Never mind my friend's crippling pain, spare a thought for me: I'd had to spend untold hours being kindly and supportive and sympathetic, which is not a role to which I'm naturally suited, and the strain was beginning to tell. In that useful Americanism, I didn't need this in my life right now. So I enquired of Kinney Drugs whether it would be possible for us just to pay for the prescription — you know, with money — and then bugger off to resume our lives. She went off to see whether that was still possible. Upon her return, I grabbed my wallet and pulled out a credit card.
"That will be eighteen dollars and 79 cents," she said.
Oh.
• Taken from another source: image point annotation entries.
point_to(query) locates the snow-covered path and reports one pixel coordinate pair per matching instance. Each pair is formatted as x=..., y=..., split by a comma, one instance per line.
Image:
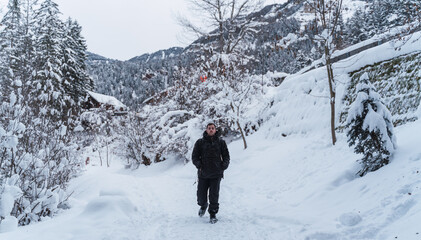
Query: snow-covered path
x=298, y=187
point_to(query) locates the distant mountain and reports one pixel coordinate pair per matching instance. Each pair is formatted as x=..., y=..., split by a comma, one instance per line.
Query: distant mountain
x=285, y=43
x=160, y=55
x=93, y=57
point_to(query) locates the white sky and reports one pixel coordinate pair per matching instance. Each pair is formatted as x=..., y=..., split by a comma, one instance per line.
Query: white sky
x=127, y=28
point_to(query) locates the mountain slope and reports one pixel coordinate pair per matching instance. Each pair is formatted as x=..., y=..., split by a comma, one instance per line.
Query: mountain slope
x=291, y=186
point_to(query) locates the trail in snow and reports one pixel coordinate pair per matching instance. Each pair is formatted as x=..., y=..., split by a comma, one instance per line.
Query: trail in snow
x=299, y=187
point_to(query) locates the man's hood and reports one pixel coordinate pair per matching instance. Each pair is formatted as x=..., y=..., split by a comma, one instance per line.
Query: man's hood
x=217, y=134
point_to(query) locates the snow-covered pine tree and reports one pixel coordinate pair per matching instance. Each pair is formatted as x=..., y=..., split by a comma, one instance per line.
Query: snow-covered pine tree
x=75, y=79
x=370, y=128
x=50, y=97
x=10, y=39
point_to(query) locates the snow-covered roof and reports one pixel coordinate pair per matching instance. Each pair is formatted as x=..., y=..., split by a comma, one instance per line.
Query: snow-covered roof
x=105, y=99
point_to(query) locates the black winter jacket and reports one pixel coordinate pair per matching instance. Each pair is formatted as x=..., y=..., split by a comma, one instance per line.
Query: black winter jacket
x=210, y=156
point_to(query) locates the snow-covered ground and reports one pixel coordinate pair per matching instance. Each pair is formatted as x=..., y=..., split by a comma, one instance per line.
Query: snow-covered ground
x=299, y=187
x=293, y=187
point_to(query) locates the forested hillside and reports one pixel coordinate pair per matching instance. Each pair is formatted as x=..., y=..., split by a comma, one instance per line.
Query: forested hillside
x=274, y=72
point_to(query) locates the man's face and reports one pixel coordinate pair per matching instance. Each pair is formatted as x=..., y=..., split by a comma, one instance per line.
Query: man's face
x=211, y=130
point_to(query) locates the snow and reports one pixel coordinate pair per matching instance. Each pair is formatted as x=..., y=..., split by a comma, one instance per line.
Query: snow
x=105, y=99
x=295, y=188
x=290, y=183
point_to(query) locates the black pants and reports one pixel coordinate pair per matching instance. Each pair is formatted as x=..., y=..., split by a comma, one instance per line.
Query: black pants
x=211, y=185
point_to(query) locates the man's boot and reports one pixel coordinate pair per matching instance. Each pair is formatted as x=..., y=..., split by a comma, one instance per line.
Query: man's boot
x=213, y=218
x=202, y=210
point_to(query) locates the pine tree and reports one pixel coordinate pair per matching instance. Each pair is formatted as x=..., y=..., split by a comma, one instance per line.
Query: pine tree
x=75, y=79
x=370, y=128
x=51, y=98
x=10, y=39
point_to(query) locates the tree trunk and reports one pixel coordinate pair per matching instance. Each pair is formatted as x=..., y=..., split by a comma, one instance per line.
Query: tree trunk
x=242, y=135
x=332, y=91
x=239, y=126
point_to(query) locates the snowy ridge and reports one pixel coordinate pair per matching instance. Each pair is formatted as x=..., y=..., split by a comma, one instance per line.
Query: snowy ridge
x=301, y=102
x=295, y=187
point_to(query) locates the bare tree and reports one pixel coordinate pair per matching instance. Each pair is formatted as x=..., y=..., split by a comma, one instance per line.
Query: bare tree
x=232, y=24
x=327, y=16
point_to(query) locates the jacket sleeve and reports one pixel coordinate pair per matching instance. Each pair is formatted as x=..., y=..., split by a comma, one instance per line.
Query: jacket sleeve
x=197, y=155
x=225, y=155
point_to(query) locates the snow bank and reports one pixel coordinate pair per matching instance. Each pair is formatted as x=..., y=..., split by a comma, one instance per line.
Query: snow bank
x=110, y=205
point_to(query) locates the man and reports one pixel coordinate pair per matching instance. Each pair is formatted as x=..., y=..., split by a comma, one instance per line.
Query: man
x=211, y=158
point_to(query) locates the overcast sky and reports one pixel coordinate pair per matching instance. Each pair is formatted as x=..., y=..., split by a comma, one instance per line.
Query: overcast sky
x=122, y=29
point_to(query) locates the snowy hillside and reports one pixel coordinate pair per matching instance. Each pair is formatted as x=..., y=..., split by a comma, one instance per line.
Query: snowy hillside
x=291, y=183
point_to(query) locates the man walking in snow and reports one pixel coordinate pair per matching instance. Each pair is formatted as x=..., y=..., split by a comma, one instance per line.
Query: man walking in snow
x=211, y=158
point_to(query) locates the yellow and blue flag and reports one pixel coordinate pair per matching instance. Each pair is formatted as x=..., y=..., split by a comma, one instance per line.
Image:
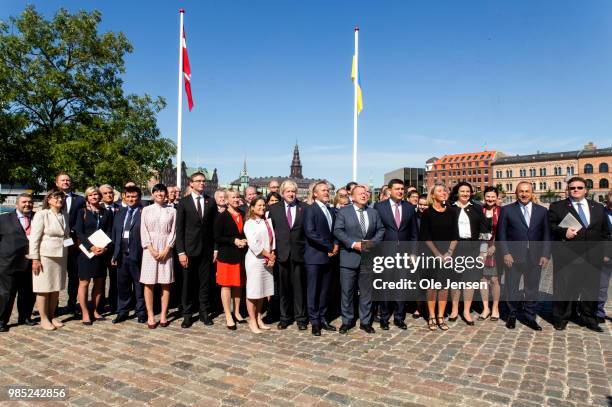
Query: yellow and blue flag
x=359, y=95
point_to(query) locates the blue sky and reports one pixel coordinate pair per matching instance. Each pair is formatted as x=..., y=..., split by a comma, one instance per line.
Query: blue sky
x=438, y=77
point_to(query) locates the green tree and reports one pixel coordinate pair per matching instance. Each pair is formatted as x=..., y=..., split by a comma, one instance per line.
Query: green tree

For whatever reason — perhaps the sheer dogged determination required to negotiate this time-consuming transaction to a successful conclusion — I had assumed this would be one of those expensive pills about which one hears so much and I'd be ponying up 500 bucks. Instead, I put away the credit card and fished out a $20 bill.
And then I thought of the opportunity cost not only to me but to the four cars behind. It seemed a very expensive way to buy 18 bucks' worth of pills.
It turned out my friend's prescription was denied because someone at the pharmacy had transposed two numbers. Oh, well. Could happen to anyone. And, in fact, it does. Speaking as an unassimilated foreigner, I notice when you're standing in line that the big difference between a trip to the pharmacy in the U.S. and one in the rest of the developed world is that in America the druggists spend virtually their entire time talking about not the medicine but the "customer"'s degree of access to it. For example, while guest-hosting for Fox News just after Christmas, I was taken ill while in New York. Saw a doc, got a prescription, this time went to a Duane Reade pharmacy on Sixth Avenue. The lady ahead of me was going away for New Year's. Too bad. Her health-care provider declined to provide her with a renewal of her prescriptions before the 31st. The stylishly accoutered lady ahead of her had a better strike rate. After some delay, the pharmacist returned. She informed her (and the rest of us) that the good news was that her insurer had approved her Ortho, but the bad news was that they'd denied her Valtrex. Ortho is a birth-control pill. Valtrex is a herpes medication. Had her dinner date been a couple of places behind me in line, the news might have cast a bit of a damper on his evening. As it was, it occasioned general amusement among the women present.
I don't quite know what you'd call these rituals, but the term "private health-care system" doesn't seem the most obvious fit. Indeed, as in so many other areas of American life — the Fannie-Freddied mortgage market, the six-figure college education — the main purpose of these dysfunctional labyrinths ever more disconnected from any genuinely free market seems to be to discredit the very concept of a "private" system and thus soften up the electorate for statist fixes. I've argued for years in these pages that governmentalized health care fundamentally transforms the relationship between citizen and state in ways that make it all but impossible to have genuinely conservative government ever again. But at least the Canadian and British systems have the saving grace of an equality of awfulness. Both Obamacare and, alas, Romneycare seem designed to combine the worst aspects of the Scottish NHS and America's present third-party pseudo-market — and thus a scale of bloated, bureaucratic, inflationary capriciousness unknown to human history.
In free, functioning societies, it ought to be easy to buy a bottle of pills. The fact that it isn't is one reason why America has a real bad headache.